Menelusuri Metaverse di CTI IT Infrastructure Summit 2023

Author:

Metaverse telah menjadi topik bahasan blog CTI Group selama beberapa bulan terakhir di awal tahun ini. Adapun topik ini dipilih karena metaverse menjadi tema utama CTI IT Infrastructure Summit 2023, yang baru saja diadakan pada Kamis, 16 Maret 2023 dengan tema “The Metaverse: Why Your Business Needs to Prepare by Now?”. 

Seperti diketahui, metaverse menjadi konsep yang sudah bergaung sejak 2020, di mana menjadi teknologi yang memberikan shared space bagi penggunanya untuk berinteraksi dengan objek-objek virtual. Bahkan, banyak yang menyebut metaverse akan menjadi tren besar yang akan menggeser penggunaan internet di masa depan.  

Namun demikian, apakah metaverse benar-benar akan menjadi tren yang sesuai diprediksi? Apa benar jika teknologi ini dapat berkembang pesat dan mencuri perhatian besar dari perusahaan-perusahaan berbagai industri dan para investornya? Karenanya, artikel ini akan mengulik lebih dalam tentang potensi tersebut, sebagaimana telah dibahas para keynote speaker di CTI IT Infrastructure Summit 2023, yakni co-founder Avium Nathanael Lim, Director of Channel Alibaba Cloud Dr. Anthon Hutabarat, dan Country Director Palo Alto Network Adi Rusli. 

Metaverse Bukan Konsep Baru

Metaverse

Co-founder Avium Nathanael Lim, pada sesi keynote-nya, mengatakan bahwa metaverse sebetulnya bukan teknologi baru. Dia mengungkap, meski “diperkenalkan” Facebook saat me-rebranding perusahaannya menjadi Meta pada 2021, kata “metaverse” sudah lebih dulu diperkenalkan sejak 1992 oleh Neal Stephenson lewat novel fiksi ilmiahnya berjudul Snow Crash.  
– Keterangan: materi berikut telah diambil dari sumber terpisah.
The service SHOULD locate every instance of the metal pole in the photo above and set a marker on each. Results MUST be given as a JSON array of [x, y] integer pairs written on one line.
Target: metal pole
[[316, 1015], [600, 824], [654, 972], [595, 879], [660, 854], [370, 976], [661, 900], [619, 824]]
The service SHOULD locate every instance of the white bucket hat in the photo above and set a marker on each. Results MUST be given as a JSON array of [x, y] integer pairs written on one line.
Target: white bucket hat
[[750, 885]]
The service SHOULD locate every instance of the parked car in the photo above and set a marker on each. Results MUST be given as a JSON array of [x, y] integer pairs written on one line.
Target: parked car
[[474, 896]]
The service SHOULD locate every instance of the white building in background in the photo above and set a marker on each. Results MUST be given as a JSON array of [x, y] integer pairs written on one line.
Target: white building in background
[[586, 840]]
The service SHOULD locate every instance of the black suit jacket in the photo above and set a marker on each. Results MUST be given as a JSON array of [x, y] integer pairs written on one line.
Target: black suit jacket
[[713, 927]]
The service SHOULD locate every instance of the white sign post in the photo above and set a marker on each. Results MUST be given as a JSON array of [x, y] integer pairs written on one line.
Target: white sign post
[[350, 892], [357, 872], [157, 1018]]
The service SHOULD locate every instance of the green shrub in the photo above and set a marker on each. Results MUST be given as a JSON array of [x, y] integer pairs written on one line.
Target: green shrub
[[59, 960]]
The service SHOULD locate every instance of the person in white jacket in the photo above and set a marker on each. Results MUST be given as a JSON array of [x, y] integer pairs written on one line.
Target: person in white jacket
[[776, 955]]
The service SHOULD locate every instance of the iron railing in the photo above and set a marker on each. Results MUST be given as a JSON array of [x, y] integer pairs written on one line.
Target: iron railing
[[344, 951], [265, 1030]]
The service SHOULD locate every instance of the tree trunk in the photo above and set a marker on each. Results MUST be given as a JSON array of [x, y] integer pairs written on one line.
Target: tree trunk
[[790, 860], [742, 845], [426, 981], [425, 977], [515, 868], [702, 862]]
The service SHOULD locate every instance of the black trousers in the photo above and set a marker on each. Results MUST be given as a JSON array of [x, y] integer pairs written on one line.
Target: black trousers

Avium sendiri merupakan perusahaan yang berfokus untuk membangun Non-Fungible Token (NFT) untuk mendistribusikan pengalaman gaming yang lebih imersif pada komunitasnya. Misi utamanya sendiri ingin membangun jaringan studio paling besar di di Asia Tenggara dengan memanfaatkan infrastruktur Web3.  

Dalam potensi ini, Nathanael melihat bahwa karakteristik dasar teknologi metaverse juga meliputi Web 3.0 atau Web3. Lantas, apakah Web 3.0 sama dengan metaverse? 

“Web3 berbeda dengan metaverse. Jika kita menelusuri ulang, web telah memiliki beberapa iteration konsep dengan kemampuan yang terus berubah. Web1 cuma bisa read-only secara statis, Web2 sudah bisa read-write secara interaktif, dan Web3 mampu read-write-trust serta memverifikasi. Di sinilah Web3 menjadi teknologi enabler yang mendukung hadirnya metaverse,” ujar Nathanael. 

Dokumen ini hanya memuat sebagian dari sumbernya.